Hey all I am going to be moving soon and just wanted to know how and if anyone here has moved and any tips for setting back up. I am going to be in a new apartment. I have lights, a stand, and a humidifier. I was thinking of wrapping the stand in plastic right away once I get in there to help maintain the humidity. I'm at like 40-45 percent now and they're all happy. I have bought plants in spike and so far all have bloomed, so it seems to be alright so far. But I haveno idea about the new place. All hardwood floors and I have no idea about controlling the temp. Living in Illinois right now, this weather is weird so windows open is kinda out. (was 70 earlier, now like 40) just dropped in a fw hours. Oh well...life's full of new beginnings and I am looking forward to this one...as for the ex-girlfriend...well ya' know, not so much. Thanks in advance....Jimi


----------



## Paph_LdyMacBeth (Apr 26, 2009)

Moving yay! 
I would think most of your plants should be fairly adaptable and do well. At the very worst if you avoid extremes (hot, cold, dry...) they will be fine for the short term. 
I don't know what it is like where you are, but here I find 45% is about average humidity for the home.

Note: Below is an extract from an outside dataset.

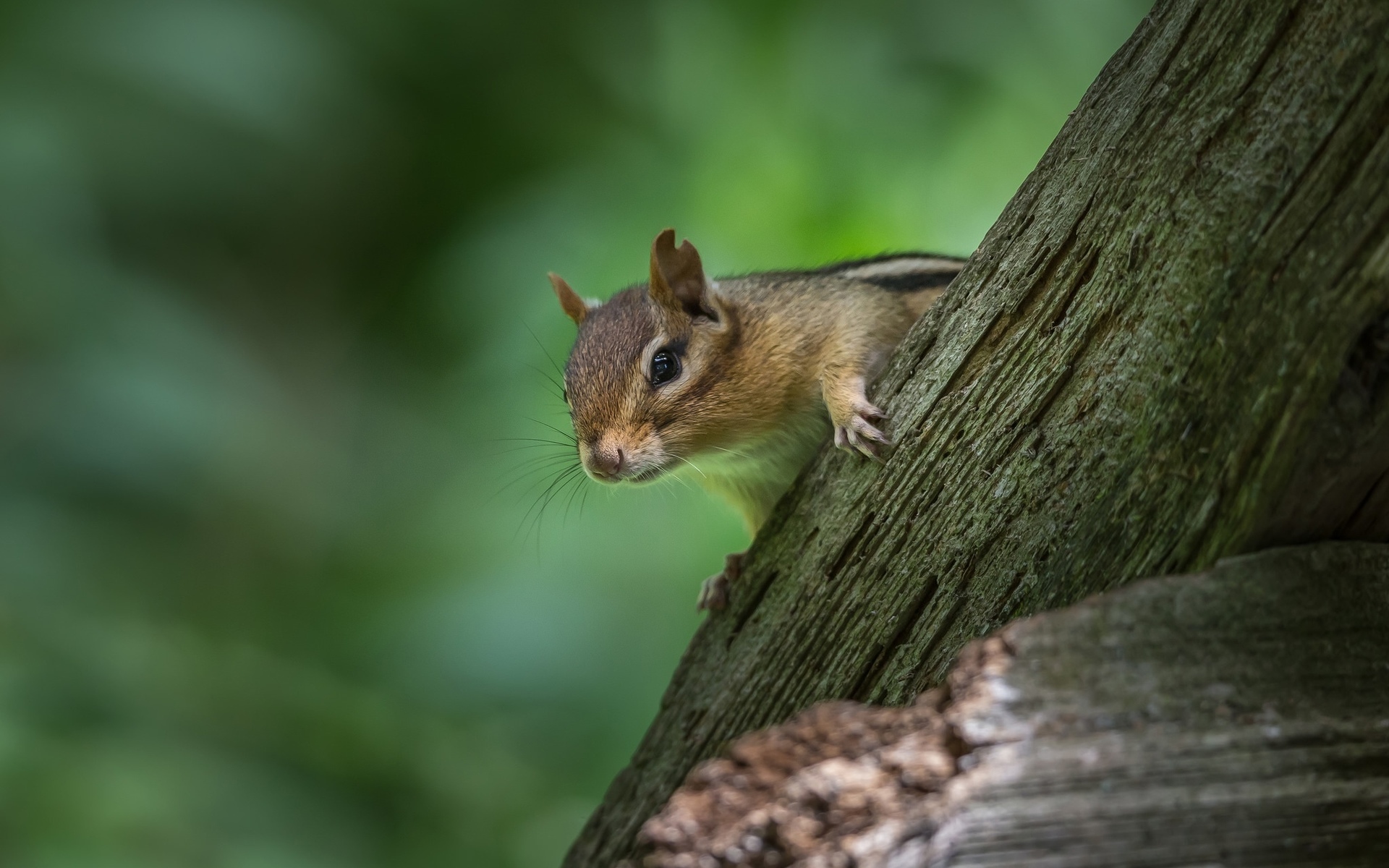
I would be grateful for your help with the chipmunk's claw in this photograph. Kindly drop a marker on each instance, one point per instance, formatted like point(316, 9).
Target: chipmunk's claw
point(859, 435)
point(713, 593)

Again worst case they might have to be dry for a day or two until you can figure it out. 
You could wrap them during transition just to keep cold or hot drafts off of them. I would be worried leaving them wrapped for too long if they don't have good air movement. You might loose a few buds if the new conditions are a shock, but since you grow under lights (I think I read this in an earlier post) that's one less variable you have to worry about. 

Also, think about all the plants you've bought in bloom/bud and transported home (maybe even forgetting to warm up the car first, or leaving the plant in a hot car while you "quickly" run some errands) and they are fine (tho I dont recommend any of those things!)

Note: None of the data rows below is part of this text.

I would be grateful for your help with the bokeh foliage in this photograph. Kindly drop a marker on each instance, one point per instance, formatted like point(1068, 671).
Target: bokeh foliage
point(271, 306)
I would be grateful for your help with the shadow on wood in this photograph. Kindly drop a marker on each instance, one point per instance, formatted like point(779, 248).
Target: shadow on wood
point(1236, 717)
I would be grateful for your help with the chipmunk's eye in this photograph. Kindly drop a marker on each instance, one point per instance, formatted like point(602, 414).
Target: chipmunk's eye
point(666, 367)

Anyway, best of luck with your move. Hopefully it will be a great beginning for you and your plants (and maybe even a better girlfriend?).


----------



## goldenrose (Apr 27, 2009)

I wouldn't think there would be a problem unless you're in a situation where you're not controlling the heat, that would alter your humidity. How about water quality/source?


----------



## NYEric (Apr 27, 2009)

I would water, and bag up all the plants seperately. Put something down to protect the floors. Free the plants from the bags asap. Good Luck, and remember my saying "Ex to the next!" .


----------



## Jimsox (Apr 27, 2009)

Rose, I use RO water exclusively. My dad raises tropical fish and I get it from him, so water won't be an issue. I can control my heat as well as air conditioning. there's a ceiling fan in the room I plan to set up my stand and all under lights, so no worries there either...
Eric, "Ex to the Next" I dig it man, I need this for a little bit to continue to find myself. I am a recovering alcoholic/drug addict, with 18 months sober. Things have never been clearer to me. Orchids have become my newest addiction and so far have filled me with some joy and a feeling of accomplishment. The next one is out there, just have to find her....Maybe at a local greenhouse??? HAHAHaha. Thanks for the advice. Jimi


----------



## Heather (Apr 28, 2009)

(I know, I'm getting redundant...)
Call your local (or not so local) Apple Care Manager. Everyone needs one!  

Seriously, where are you moving? I'm going through this too (moving, etc.) And have been through the Ex. issue also, just give yourself some time. 

The plants will be fine. I just shipped mine to CA! I'm not going for a while but the conditions there are better (as long as the person who has them can take care of them - I'm trying to have faith!)

Anyway, good luck! Everything will be fine!


----------



## goldenrose (Apr 28, 2009)

Jimsox said:


> .... Orchids have become my newest addiction and so far have filled me with some joy and a feeling of accomplishment. The next one is out there, just have to find her....Maybe at a local greenhouse??? HAHAHaha. Thanks for the advice. Jimi


Keep up the positive thoughts! Hang in there! This is a much better addiction and we're could at enabling!


----------



## RobertG (May 2, 2009)

You know you can trust me Heather.


----------



## goldenrose (May 2, 2009)

Welcome Robert, the caretaker! :clap:
Have we been introduced? Tell us about yourself!


----------



## Jimsox (May 3, 2009)

Heather, sorry blew right by your post. I am moving to West Dundee, Illinois. So far.....kinda long story. Not really a far move but a move nonetheless....I am just worried that they won't like the new place.....I do have more windows in the apartment....east facing even, so maybe it's a better trade in after all...great place though, nice lil town. right on the Fox river.....great fishing, good restaurants, historic little town too, should be fun!!!!!


----------



## Heather (May 3, 2009)

RobertG said:


> You know you can trust me Heather.



Thanks Sweets. :smitten:


----------